家から通うには遠かったが、送り迎えをしてくれる大人を母が手配してくれたおかげで、一時間以上かかる距離でも通うことができた。
駅からの桜並木を横目に見ながら正門をくぐった時の誇らしい気持ちは、今でも忘れられない。
生徒はみな優秀で、どんなに難しい問題でも当たり前のように解いてしまう。私はみんなが天才に思えた。そして、私はとんでもない場違いなところに来てしまったのではないかと不安になった。
母もまた私と同じ不安を抱いたようだった。
母は中学受験が終わっても私を塾に通わせ続けた。私の意志はたずねられなかった。私も当然そうするべきだと思っていたし、塾の効果もあって私は成績上位者に名を連ねることができていたから、中学生の私は母の方針に何の疑いも持たなかった。
事件が起きたのは中学三年生の時だ。
私は声楽部に所属していた。全国大会の常連校として有名だったため、部員が大勢いた。声楽部を目指してこの学校を受験した生徒も多かったのだ。
中高一貫校なので部長は高校三年生なのだが、中学生を取りまとめる『中学部長』という役職が別にあり、その役割を私が担うことになった。顧問の先生からのご指名を受けたのだ。先生に期待されているという事実が嬉しくて、私は張り切っていた。
しかし、それをよく思わない同級生がいた。
今でも名前を思い出したくないその人は、同級生であるにも関わらず、何かと私の上に立ちたがった。そして事あることに私に注文をつけてきた。
「真宮さん。最近仕事遅くない?」
「真宮さん。後輩たちがたるんでいるんだけど」
彼女が言葉にするのはたったそれだけ。ほんの一言、二言、誰も見ていないところで手短かに攻撃してくる。それだけでも責められた私は辛い気分に沈んだ。
しかし、彼女が私に向けた敵意は、そんな生易しいものではなかったのだ。
裏ではもっとひどいことをSNSに好き勝手に書かれていると知った時、私は驚愕した。そして、こんなにも悪意に満ちた人間がいるのだと知って、恐怖した。

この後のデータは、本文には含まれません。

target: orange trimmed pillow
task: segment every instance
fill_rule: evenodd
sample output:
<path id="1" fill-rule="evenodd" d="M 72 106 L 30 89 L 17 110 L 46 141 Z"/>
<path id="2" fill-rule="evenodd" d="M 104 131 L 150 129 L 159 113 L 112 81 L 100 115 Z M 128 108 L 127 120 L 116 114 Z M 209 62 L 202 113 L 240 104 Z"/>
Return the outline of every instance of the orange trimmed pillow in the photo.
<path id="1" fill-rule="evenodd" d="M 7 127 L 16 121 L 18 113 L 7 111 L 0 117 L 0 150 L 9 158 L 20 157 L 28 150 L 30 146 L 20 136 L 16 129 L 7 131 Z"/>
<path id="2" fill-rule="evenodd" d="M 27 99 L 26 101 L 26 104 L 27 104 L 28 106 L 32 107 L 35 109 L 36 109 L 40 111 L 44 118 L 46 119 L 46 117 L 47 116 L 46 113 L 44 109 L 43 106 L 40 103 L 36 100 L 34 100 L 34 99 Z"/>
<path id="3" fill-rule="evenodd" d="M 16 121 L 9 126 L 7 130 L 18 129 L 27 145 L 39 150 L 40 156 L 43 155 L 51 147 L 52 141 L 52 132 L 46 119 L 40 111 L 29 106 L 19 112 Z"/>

しかも悪意は拡散していく。仲間だと思っていた人が私から離れていき、しだいに孤立していく。気づいた時には、私は一人、悪意の沼底に突き落とされていた。
先輩の中には私の状況に気づいて優しく接してくれる人もいた。しかし、それがかえって反対派の同級生たちの憎悪の炎に油を注ぎ、私への中傷は陰でさらにエスカレートしていく。完全に悪循環だった。
一方、母もまた私をさらに束縛した。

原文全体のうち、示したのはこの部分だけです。